Although EH has been studied intensively over the past decades, it still faces several challenges, hindering quantitative determination of electrostatic potentials. Especially the changes of the properties of an effectively two-dimensional p-n junction when reducing a sample to TEM specimen still pose several problems [1]. Previous works have shown that electric stray fields outside the specimen have an influence on the measurement of the build-in potential in off-axis electron holography [2]. EBIC has, in the past, been used for the mapping of electric fields in SEM. Although, by performing EBIC in a (S)TEM (STEBIC), a higher spatial resolution is achieved [3], it is not yet a common practice and has only recently gained traction due to advancements in the development of biasing holders and STEM units. Now, STEBIC faces similar challenges that EH had to overcome, while others are still relevant for both methods.
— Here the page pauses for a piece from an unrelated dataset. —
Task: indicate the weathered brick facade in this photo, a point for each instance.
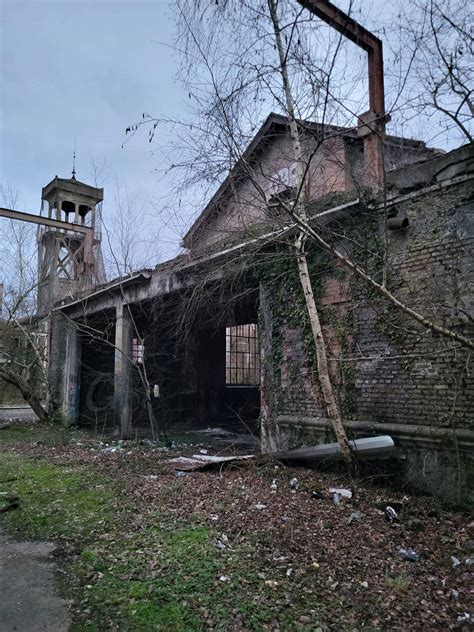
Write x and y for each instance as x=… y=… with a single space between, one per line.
x=393 y=376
In this work, knowledge gained through EH is used in order to deepen the understanding of collected charge carriers induced by the electron beam in such an effectively two-dimensional p-n junction. As a first step of unifying both methods, STEBIC and EH experiments are performed under the same conditions (i.e. in the same microscope). A symmetrically doped p-n junction in silicon is investigated by both EH and STEBIC (Figure 1). The negative EBIC current measured by STEBIC is proportional to the electric fields in a silicon p-n junction, while the phase shift (Φ) measured in EH is proportional to the electrostatic potential. Thus, its derivation d/dy Φ is comparable to the STEBIC signal. By setting both signals side to side, the STEBIC signal, contrary to EH, mimics the symmetry of the junction"s doping concentration (Figure 2). Under reverse bias (-2 V), the expected increase of the electric field at the junction can be observed. Based on the similar behavior that both methods exhibit under bias, we conduct further exploration of the methods with focus on the width of the recorded profiles. Through finding similarities and differences between the two methods, a pathway to quantitative investigations of electric fields in TEM seems feasible.

[1] Ankur Nipane et al., J. Appl. Phys. 122, 194501 (2017)
[2] T. Wagner, PhD-Thesis, TU Berlin (2022)
[3] Aidan P. Conlan et al., J. Appl. Phys. 129, 135701 (2021)

Fig. 1: Overview of the symmetric p-n junction in silicon. Exemplary EBIC, phase and d/dy phase images from the marked areas.

Fig. 2: Electric field in a pn-junction in terms of negative EBIC current from STEBIC and d/dy phase profiles from EH according to marked areas in Fig. 1.